Anyway the "natural" ecosystems of the past 10,000 years are not really natural at all. They have been stripped of many large species, and, although the data is not as good, probably many small ones as well. This loss changed the planet in many ways, although it is hard to be sure which changes were due to the end of the Ice Age and which to the loss of species. Most paleoecologists believe, though, that the loss of large herbivores in particular greatly altered the world. For example in the Ice Age vast stretches of Siberia and the drowned land of Beringia were what we call Mammoth Steppe, grasslands roamed by mammoths, woolly rhinocerous, and other species of giant herbivores. The loss of those grazing species, some believe, led those areas to grow up in forest.
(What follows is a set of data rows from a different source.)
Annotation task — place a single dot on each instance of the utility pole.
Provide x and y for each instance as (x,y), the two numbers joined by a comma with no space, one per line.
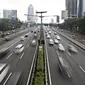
(41,34)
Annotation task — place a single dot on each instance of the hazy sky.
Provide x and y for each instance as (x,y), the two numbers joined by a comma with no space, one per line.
(53,7)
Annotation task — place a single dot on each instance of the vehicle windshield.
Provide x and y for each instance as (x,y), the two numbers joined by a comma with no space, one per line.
(34,34)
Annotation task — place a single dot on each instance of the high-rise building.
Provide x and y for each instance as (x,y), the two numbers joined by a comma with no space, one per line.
(30,17)
(81,8)
(71,7)
(13,14)
(9,14)
(6,13)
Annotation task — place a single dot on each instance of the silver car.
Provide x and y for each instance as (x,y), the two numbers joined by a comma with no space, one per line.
(61,48)
(64,68)
(51,42)
(3,51)
(71,48)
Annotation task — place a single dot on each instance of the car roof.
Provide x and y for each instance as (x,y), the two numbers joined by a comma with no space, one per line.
(19,46)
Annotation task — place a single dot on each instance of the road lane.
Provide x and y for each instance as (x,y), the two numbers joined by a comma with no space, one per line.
(21,62)
(56,77)
(77,73)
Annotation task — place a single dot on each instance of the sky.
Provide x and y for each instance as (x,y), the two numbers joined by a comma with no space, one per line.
(53,7)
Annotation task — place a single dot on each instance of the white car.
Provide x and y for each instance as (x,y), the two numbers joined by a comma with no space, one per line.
(49,32)
(22,39)
(33,42)
(61,47)
(71,48)
(51,42)
(56,41)
(19,48)
(58,37)
(55,33)
(48,36)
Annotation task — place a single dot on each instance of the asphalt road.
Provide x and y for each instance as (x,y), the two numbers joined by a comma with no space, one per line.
(75,61)
(14,35)
(22,62)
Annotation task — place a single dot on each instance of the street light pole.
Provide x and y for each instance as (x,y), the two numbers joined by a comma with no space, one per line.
(41,34)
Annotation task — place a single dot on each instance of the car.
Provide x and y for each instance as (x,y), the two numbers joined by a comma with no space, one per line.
(26,35)
(4,73)
(48,36)
(55,33)
(35,35)
(49,32)
(13,31)
(34,32)
(15,79)
(71,48)
(2,66)
(19,48)
(58,37)
(3,35)
(56,41)
(64,68)
(51,42)
(3,51)
(31,31)
(33,42)
(8,33)
(22,39)
(61,48)
(7,38)
(62,30)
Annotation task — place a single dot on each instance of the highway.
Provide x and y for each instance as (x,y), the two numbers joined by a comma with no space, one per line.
(76,62)
(22,62)
(14,35)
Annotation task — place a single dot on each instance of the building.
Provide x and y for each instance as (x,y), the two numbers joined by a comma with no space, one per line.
(81,8)
(30,17)
(13,14)
(6,13)
(71,7)
(64,14)
(9,14)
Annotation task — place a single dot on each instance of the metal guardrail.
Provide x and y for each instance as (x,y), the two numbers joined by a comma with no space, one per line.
(47,70)
(32,70)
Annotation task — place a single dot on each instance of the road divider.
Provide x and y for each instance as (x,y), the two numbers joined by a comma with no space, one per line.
(9,56)
(48,75)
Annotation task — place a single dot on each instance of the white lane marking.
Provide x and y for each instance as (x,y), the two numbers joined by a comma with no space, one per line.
(9,56)
(31,67)
(22,56)
(82,69)
(68,53)
(57,53)
(7,78)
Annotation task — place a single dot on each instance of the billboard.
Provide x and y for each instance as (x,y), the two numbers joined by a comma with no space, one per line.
(64,14)
(13,13)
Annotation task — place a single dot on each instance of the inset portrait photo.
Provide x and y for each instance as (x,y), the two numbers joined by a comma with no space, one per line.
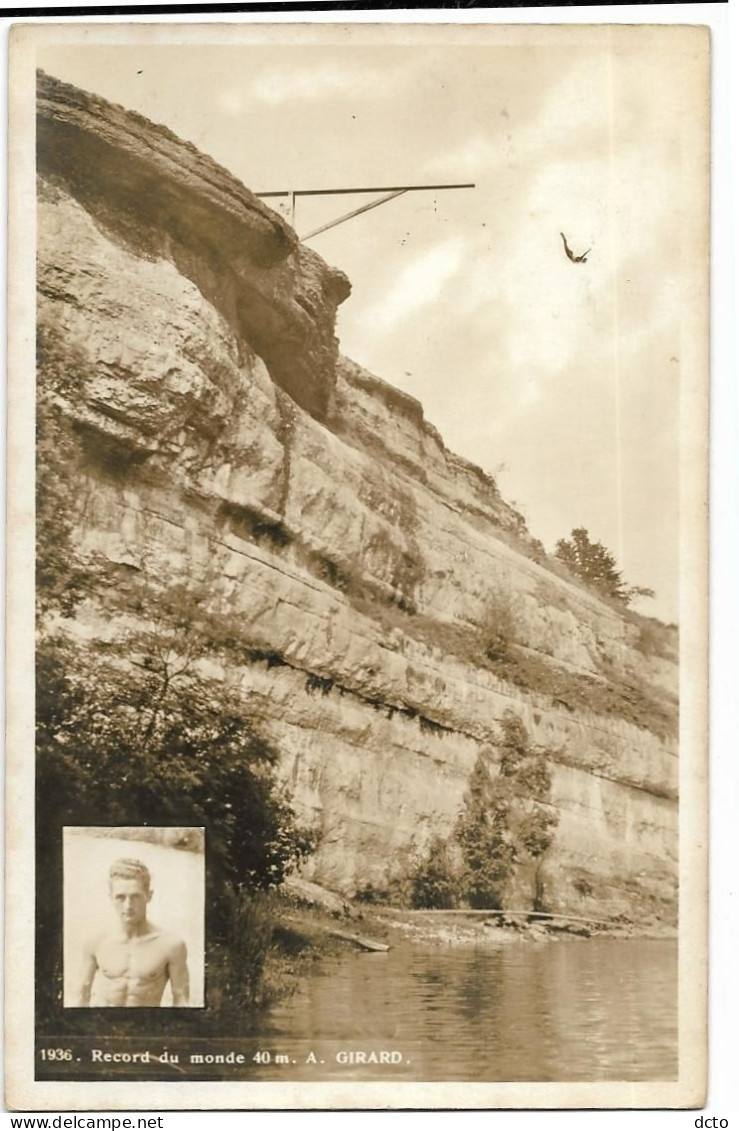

Which brings me to the question of what, if anything, we ought to do about these losses. Some Russian scientists are trying to bring back the mammoths, not just because mammoths are awesome but because they think the Mammoth Steppe was an enormously productive ecosystem that among other things trapped a lot of carbon and helped keep the Arctic cool.

European ecologists who have tried to bring back their ancient ecosystems have found that the species living on the continent now won't do; without large herbivores deer dominate and everything grows up in forests of trees deer don't eat, especially beech. So they have created feral populations of Konik ponies and shaggy cattle to fill those niches and keep the ecosystem more diverse.

In Australia there are now populations of feral dromedaries roaming the outback, and in North America we have herds of feral horses. Are these dangerous invasives that compete with "native" species like bison and kangaroos, or are they filling niches that have been either left empty or filled by domestic cattle since the Pleistocene?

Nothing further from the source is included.